The key is not to judge whether the negotiations will definitely break down or succeed, but to identify the residual forms of risk premium. The fact that Brent crude has not experienced a smooth decline after falling from its highs over the past two weeks indicates that short sellers have not completely eliminated the Hormuz risk from their pricing. As long as uncertainties remain regarding shipping routes, insurance costs, the recovery of shipping schedules, and the pace of negotiations, oil prices are unlikely to decline linearly simply according to the logic of ample supply and demand.
Supply side: Increased production is a pressure, but not a variable that will immediately crush prices.
The negative factors on the supply side are relatively clear. Information shows that some members of the OPEC+ alliance plan to increase supply by 188,000 barrels per day starting in August, a signal of supply recovery that the market has faced for several months. On July 6, the Brent September contract fell to around $71.65 per barrel, and the WTI August contract fell to around $68.28 per barrel, reflecting that the market had already priced in the production increase news.
However, increased production does not equate to an immediate flood of deliverable supply into the market. Crude oil pricing also depends on shipping, freight rates, refinery purchasing pace, and the spot discount structure. If shipping around the Hormuz gradually resumes, the supply recovery will increase pressure on distant markets; if channel risks persist, the downward pressure on near-term prices from increased production commitments will be offset by logistical risks. In other words, current oil prices face a mixed pricing pattern of "relaxed supply expectations and unresolved transportation risks," rather than a one-sidedly loose market.

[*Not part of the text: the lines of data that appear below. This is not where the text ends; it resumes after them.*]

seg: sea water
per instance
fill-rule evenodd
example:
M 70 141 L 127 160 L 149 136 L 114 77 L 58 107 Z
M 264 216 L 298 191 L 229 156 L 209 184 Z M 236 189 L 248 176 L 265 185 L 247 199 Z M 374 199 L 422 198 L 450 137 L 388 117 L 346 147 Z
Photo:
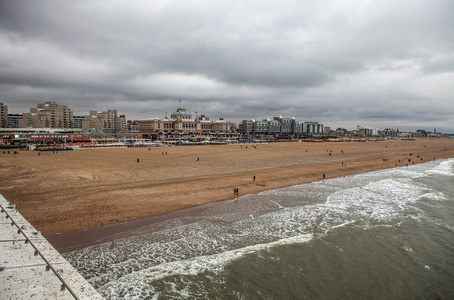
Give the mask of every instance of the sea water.
M 107 299 L 454 299 L 454 159 L 239 197 L 65 257 Z

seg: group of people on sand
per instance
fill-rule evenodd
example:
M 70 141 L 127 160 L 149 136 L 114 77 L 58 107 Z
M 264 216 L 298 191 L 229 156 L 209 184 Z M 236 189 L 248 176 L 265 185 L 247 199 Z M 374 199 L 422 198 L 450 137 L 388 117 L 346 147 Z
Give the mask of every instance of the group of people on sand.
M 3 151 L 3 154 L 6 154 L 6 151 Z M 10 153 L 9 153 L 9 150 L 8 150 L 8 154 L 10 154 Z M 19 152 L 14 151 L 14 154 L 19 154 Z
M 234 195 L 238 195 L 238 188 L 234 188 L 234 189 L 233 189 L 233 194 L 234 194 Z

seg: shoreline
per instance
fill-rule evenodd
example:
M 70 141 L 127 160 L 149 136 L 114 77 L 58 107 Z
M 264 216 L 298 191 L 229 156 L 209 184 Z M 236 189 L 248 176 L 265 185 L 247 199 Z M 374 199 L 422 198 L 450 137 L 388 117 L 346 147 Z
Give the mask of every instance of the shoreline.
M 0 170 L 7 171 L 0 175 L 0 194 L 45 236 L 90 230 L 93 241 L 103 232 L 99 228 L 193 214 L 207 203 L 322 180 L 322 174 L 329 179 L 454 157 L 454 140 L 253 146 L 84 149 L 41 156 L 20 151 L 0 156 L 5 162 Z
M 190 224 L 202 218 L 202 215 L 206 210 L 216 205 L 233 200 L 235 199 L 209 202 L 194 207 L 172 211 L 163 215 L 149 216 L 123 223 L 109 224 L 95 228 L 83 229 L 80 231 L 55 233 L 45 236 L 45 238 L 49 243 L 52 244 L 55 249 L 57 249 L 58 252 L 71 252 L 89 246 L 111 242 L 119 238 L 128 237 L 130 236 L 129 233 L 132 231 L 137 231 L 143 227 L 173 219 L 179 219 L 183 221 L 184 224 Z M 182 224 L 180 223 L 179 225 Z M 156 231 L 160 230 L 163 229 L 159 228 Z
M 440 158 L 440 159 L 436 159 L 436 160 L 432 160 L 432 161 L 441 161 L 441 160 L 447 160 L 447 159 L 450 159 L 450 158 Z M 429 162 L 430 161 L 426 161 L 424 163 L 429 163 Z M 404 167 L 405 166 L 398 166 L 398 167 L 391 167 L 391 168 L 385 168 L 385 169 L 376 169 L 376 170 L 371 170 L 371 171 L 365 171 L 363 173 L 377 172 L 377 171 L 383 171 L 383 170 L 394 169 L 394 168 L 404 168 Z M 340 176 L 340 177 L 354 176 L 356 174 L 362 174 L 362 173 L 352 173 L 352 174 Z M 330 179 L 340 178 L 340 177 L 332 177 Z M 328 180 L 328 179 L 326 179 L 326 180 Z M 323 181 L 323 180 L 319 180 L 319 181 Z M 301 184 L 292 185 L 292 186 L 310 184 L 313 182 L 317 182 L 317 181 L 301 183 Z M 289 186 L 289 187 L 292 187 L 292 186 Z M 282 188 L 286 188 L 286 187 L 280 187 L 277 189 L 282 189 Z M 266 190 L 266 191 L 270 191 L 270 190 Z M 238 198 L 248 196 L 248 195 L 250 195 L 250 194 L 239 196 Z M 150 217 L 127 221 L 127 222 L 123 222 L 123 223 L 110 224 L 110 225 L 95 227 L 95 228 L 88 228 L 88 229 L 84 229 L 81 231 L 75 231 L 75 232 L 52 234 L 52 235 L 46 236 L 45 238 L 49 241 L 49 243 L 52 244 L 52 246 L 58 252 L 60 252 L 60 253 L 72 252 L 72 251 L 80 250 L 80 249 L 83 249 L 86 247 L 96 246 L 96 245 L 108 243 L 108 242 L 114 242 L 117 239 L 130 237 L 132 232 L 139 231 L 140 229 L 142 229 L 144 227 L 149 227 L 153 224 L 158 224 L 161 222 L 171 221 L 171 220 L 175 220 L 175 219 L 180 221 L 177 224 L 175 224 L 174 226 L 168 226 L 165 229 L 161 228 L 161 227 L 156 228 L 156 230 L 155 230 L 156 232 L 171 229 L 176 226 L 191 224 L 191 223 L 201 220 L 203 218 L 203 213 L 205 211 L 207 211 L 215 206 L 223 205 L 226 202 L 235 201 L 238 198 L 233 198 L 233 199 L 229 199 L 229 200 L 221 200 L 221 201 L 216 201 L 216 202 L 208 202 L 208 203 L 205 203 L 202 205 L 165 213 L 163 215 L 150 216 Z M 154 232 L 154 231 L 148 230 L 147 232 Z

Inventory and Demand: Low inventory levels provide a buffer for prices.
The latest weekly report from the U.S. Department of Energy shows that for the week ending June 26, U.S. commercial crude oil inventories decreased by 3.8 million barrels to 408.4 million barrels, approximately 7% below the five-year average for the same period; refinery utilization rose to 96.6%, with crude oil processing averaging 17.2 million barrels per day. Gasoline inventories decreased by 2.3 million barrels, while distillate fuel inventories increased by 2.5 million barrels. The four-week average for refined product supplies was 20.6 million barrels per day, up 1.7% year-on-year.

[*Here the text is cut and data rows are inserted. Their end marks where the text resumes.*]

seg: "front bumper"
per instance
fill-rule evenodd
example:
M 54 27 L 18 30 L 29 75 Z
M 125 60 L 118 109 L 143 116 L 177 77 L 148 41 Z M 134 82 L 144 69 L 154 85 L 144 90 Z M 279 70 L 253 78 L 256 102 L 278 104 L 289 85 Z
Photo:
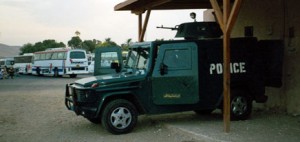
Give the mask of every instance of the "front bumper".
M 75 88 L 74 84 L 66 84 L 65 106 L 76 115 L 87 118 L 96 117 L 97 101 L 94 91 Z

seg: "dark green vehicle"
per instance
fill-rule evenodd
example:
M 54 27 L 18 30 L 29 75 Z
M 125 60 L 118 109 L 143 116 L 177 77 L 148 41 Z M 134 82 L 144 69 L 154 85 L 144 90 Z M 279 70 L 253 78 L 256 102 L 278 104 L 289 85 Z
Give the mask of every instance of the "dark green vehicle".
M 247 119 L 252 101 L 267 101 L 265 86 L 281 86 L 281 61 L 265 59 L 270 50 L 259 46 L 278 47 L 274 42 L 231 39 L 231 119 Z M 142 114 L 222 109 L 222 45 L 221 38 L 191 37 L 134 43 L 124 65 L 120 48 L 101 48 L 95 54 L 95 76 L 66 85 L 66 107 L 113 134 L 132 131 Z M 281 58 L 281 52 L 272 53 Z M 109 66 L 107 55 L 113 57 Z

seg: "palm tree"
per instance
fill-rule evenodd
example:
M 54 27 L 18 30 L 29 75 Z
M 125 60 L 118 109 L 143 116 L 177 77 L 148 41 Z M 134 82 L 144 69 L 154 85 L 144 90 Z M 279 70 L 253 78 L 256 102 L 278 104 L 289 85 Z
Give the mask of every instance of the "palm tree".
M 75 35 L 76 35 L 76 36 L 80 36 L 80 32 L 79 32 L 79 31 L 76 31 L 76 32 L 75 32 Z
M 126 44 L 129 45 L 131 42 L 132 42 L 132 39 L 129 38 L 129 39 L 127 39 L 127 41 L 126 41 Z
M 126 40 L 126 43 L 124 43 L 124 44 L 121 45 L 122 49 L 123 49 L 124 51 L 127 51 L 131 42 L 132 42 L 132 39 L 131 39 L 131 38 L 127 39 L 127 40 Z
M 111 43 L 111 38 L 110 38 L 110 37 L 106 38 L 106 39 L 105 39 L 105 42 Z

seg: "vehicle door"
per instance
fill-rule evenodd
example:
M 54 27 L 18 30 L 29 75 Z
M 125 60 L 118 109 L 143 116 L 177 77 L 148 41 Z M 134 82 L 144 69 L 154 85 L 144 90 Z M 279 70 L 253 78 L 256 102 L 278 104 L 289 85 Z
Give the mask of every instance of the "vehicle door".
M 160 46 L 152 75 L 154 104 L 195 104 L 199 101 L 197 50 L 193 42 Z
M 117 73 L 123 66 L 120 47 L 100 47 L 95 52 L 94 75 Z

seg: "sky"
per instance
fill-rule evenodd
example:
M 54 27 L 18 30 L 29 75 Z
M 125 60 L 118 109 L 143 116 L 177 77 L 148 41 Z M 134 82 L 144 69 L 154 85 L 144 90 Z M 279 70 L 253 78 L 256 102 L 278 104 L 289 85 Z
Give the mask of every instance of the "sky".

This data suggests that the market is not without demand support. Higher refinery operating rates will increase crude oil consumption, but weaker-than-expected gasoline demand will limit further expansion of refined product crack spreads. The significance of low inventory levels lies in reducing the smoothness of downward price repricing. In other words, even if supply-side pressure eases, unless commercial inventories are significantly replenished, the price decline is more likely to be volatile rather than a one-sided trend.

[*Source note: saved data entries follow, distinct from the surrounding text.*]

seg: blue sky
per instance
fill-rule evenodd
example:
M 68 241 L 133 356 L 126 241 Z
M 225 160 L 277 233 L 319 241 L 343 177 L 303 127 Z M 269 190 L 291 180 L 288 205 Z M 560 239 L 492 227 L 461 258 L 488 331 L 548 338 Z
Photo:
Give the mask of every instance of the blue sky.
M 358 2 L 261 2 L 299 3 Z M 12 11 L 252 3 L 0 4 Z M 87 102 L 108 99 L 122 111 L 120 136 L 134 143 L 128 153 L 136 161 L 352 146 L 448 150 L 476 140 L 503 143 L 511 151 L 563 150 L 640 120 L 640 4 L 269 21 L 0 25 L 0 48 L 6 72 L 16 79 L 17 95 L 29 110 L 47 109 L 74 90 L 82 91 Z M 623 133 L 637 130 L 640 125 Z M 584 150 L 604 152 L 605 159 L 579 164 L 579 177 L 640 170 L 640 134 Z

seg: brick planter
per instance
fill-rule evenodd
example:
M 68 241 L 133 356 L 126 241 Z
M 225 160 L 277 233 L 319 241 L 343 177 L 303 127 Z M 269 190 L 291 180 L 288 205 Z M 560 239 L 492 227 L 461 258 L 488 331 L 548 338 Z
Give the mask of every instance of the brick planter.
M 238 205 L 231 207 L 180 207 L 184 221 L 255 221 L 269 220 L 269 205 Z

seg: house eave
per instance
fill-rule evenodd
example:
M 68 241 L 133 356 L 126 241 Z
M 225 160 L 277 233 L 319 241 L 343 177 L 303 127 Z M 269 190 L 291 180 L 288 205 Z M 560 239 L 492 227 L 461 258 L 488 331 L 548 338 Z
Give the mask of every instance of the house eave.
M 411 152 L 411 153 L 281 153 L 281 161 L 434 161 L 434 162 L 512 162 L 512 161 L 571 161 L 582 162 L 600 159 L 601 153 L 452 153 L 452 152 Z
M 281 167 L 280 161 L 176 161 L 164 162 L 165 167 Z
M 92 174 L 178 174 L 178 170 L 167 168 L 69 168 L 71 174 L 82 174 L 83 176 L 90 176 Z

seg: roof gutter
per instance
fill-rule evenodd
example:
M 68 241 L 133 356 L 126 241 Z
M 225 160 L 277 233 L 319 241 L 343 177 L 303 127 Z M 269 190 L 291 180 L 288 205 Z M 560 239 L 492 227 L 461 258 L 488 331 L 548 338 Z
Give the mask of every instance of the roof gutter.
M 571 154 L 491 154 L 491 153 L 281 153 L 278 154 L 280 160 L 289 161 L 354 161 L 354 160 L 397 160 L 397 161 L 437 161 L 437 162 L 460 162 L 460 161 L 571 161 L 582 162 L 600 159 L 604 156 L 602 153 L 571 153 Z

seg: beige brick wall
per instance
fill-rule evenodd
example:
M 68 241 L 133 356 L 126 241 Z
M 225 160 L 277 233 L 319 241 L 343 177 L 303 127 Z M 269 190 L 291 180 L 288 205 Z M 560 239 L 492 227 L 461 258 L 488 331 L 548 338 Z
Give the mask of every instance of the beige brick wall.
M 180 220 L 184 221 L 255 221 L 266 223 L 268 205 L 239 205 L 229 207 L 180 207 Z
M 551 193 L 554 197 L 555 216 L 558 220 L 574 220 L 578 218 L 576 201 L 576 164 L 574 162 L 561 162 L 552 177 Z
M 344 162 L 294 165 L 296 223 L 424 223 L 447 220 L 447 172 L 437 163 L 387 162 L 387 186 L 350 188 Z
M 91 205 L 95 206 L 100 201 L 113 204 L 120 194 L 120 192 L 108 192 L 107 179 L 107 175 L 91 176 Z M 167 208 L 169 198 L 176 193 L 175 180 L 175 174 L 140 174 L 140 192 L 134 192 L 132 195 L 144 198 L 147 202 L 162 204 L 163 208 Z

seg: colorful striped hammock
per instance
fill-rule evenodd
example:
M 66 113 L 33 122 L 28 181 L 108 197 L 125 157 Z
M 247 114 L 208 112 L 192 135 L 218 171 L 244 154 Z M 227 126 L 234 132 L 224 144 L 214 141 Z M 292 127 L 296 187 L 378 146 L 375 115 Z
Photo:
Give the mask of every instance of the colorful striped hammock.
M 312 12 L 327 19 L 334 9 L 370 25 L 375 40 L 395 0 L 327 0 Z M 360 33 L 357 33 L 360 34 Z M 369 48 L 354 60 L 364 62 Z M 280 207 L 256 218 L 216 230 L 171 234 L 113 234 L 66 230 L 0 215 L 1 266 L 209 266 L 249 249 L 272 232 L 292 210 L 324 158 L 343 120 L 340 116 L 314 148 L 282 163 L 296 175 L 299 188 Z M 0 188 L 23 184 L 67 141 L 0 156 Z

Technical Structure: Brent crude is in a consolidation zone after a decline.
From the daily chart, Brent crude oil futures have fallen from around $98.95 to around $73, with a low of $70.13. The Bollinger Bands have a middle band of approximately $81.61, an upper band of approximately $100.10, and a lower band of approximately $63.11. The price is trading close to the lower band, indicating that the previous downtrend has not been fully reversed, but the short-term downward momentum has shown signs of weakening.

Regarding the MACD, the DIFF is around -5.88, the DEA is around -6.15, and the histogram has turned to +0.55, indicating a weak correction rather than a trend reversal. Two phenomena should be emphasized when interpreting the chart: First, the price is consolidating sideways above $70, suggesting some trading activity in this area; second, the Bollinger Middle Band is still clearly exerting downward pressure, indicating that the medium-term moving average resistance has not yet been relieved. Therefore, the current technical chart pattern resembles a "low-level consolidation after a sharp drop" rather than a completed directional shift.
- Risk Warning and Disclaimer
- The market involves risk, and trading may not be suitable for all investors. This article is for reference only and does not constitute personal investment advice, nor does it take into account certain users’ specific investment objectives, financial situation, or other needs. Any investment decisions made based on this information are at your own risk.